Catch up on the case!
BUSTED LOVE, Part One
BUSTED LOVE, Part Two
BUSTED LOVE, Part Three
BUSTED LOVE, Part Four
BUSTED LOVE, Part Five
There was a phone call in the morning. It was Sandy Connors. "I'm in the lobby," she said.
I hung up, took my time getting dressed, and then took the elevator down. She wore a denim jacket and a black shirt. There was a hole in her left stocking shaped like Croatia. "Good morning," she said. We moved to the hotel dining area where they were serving a continental breakfast. I had coffee and watched her cut into half a grapefruit with a spoon, and then massage the juice like it was sore.
"How did you know I was here?"
"Your assistant told me."
She touched her lip. "Yes, that sounds right." She plucked a seed out of the pulp with a probing finger and wiped it on her napkin. "How is our matter coming along?"
I nodded and sucked the taste of coffee from my teeth. "Good."
"So you know why Stanley--"
"I meant the coffee." I looked at her and pushed my tongue against the roof of my mouth. "I can't discuss the details of an ongoing investigation."
"What you're saying is you don't know."
"The case is still developing," I said. "But I have a working hypothesis."
"I don't like people giving me the run around."
"And I don't like being bothered at work."
Her face went red. "Now wait a minute."
"No, you listen. You hired me to find out about your Romeo-- not to have breakfast. Now don't get me wrong. It's been a gas watching you molest that grapefruit but unless you have a better reason for looking over my shoulder, I'll pass on dessert."
She sighed and reached into her purse. "Someone slipped this into my textbook." She handed me a slip of paper. It was torn out of a spiral notebook. All it said was "Call Him Off."
"I was at the library. I went to use the bathroom. It was wedged in between two pages when I got back."
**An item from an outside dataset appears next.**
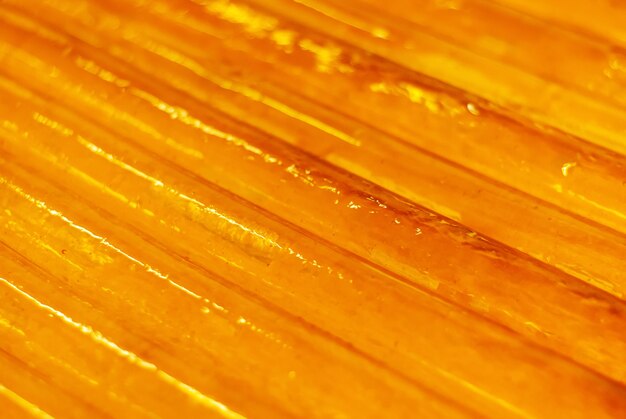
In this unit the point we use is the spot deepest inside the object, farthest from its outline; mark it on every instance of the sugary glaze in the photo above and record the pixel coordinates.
(276, 208)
I brought the paper up to my nose.
"What is it?"
"Perfume. Lilac maybe."
"That's not my scent."
I looked at her. "I know." I sniffed again. "Also stale beer. There's this place called Weasel's that has cocktail napkins. Is it close to the library?"
"It's on the same block."
"Stanley spend time there?"
She shrugged. "Everyone goes there. It's a college bar."
I folded the paper up. "I'll call you when I get back to New York. Until then stay out of my way." I got up and let her take the check.
I dialed the phone number from the yellow sticky note I found in Jenkins' room. A woman's voice answered. It had the squeezed crawl of a woman who was past seventy, maybe past ninety. "Hello?"
"Yes." I cleared my throat. "This is Transcontinental Communication Services. Who am I speaking with?"
"April Christian." I wrote the name down on a slip of hotel stationery. I read her phone number back to her. "Is this your phone number, ma'am?"
"Yes," she croaked, as if she was the one asking the questions.
"Trans-Com has been authorized to award you a reimbursement voucher for your phone overpayment."
"I'm going to need you to confirm your mailing address and we'll send it off to you right away."
She hesitated for a moment. "Well, it's Sixteen Morrison Drive. Towson Township, Delaware. What is this for again?"
"Your reimbursement voucher ma'am. Towson? By the lake?"
"Yes, that's correct."
"Thank you, ma'am." I hung up the phone and got the number of the police precinct from the front desk. I called the switchboard operator and had them put me through to Jonas McCarthy.
"It's me," I said.
"I'm at work."
"When do you get off?"
"Three hours. You want to grab a drink or something?"
"I need a ride."
"A ride? To where?"
"That's over an hour away."
"Just be here, Jonny." I hung up the phone. Ten seconds later, when it rang, I pretended I was in the shower.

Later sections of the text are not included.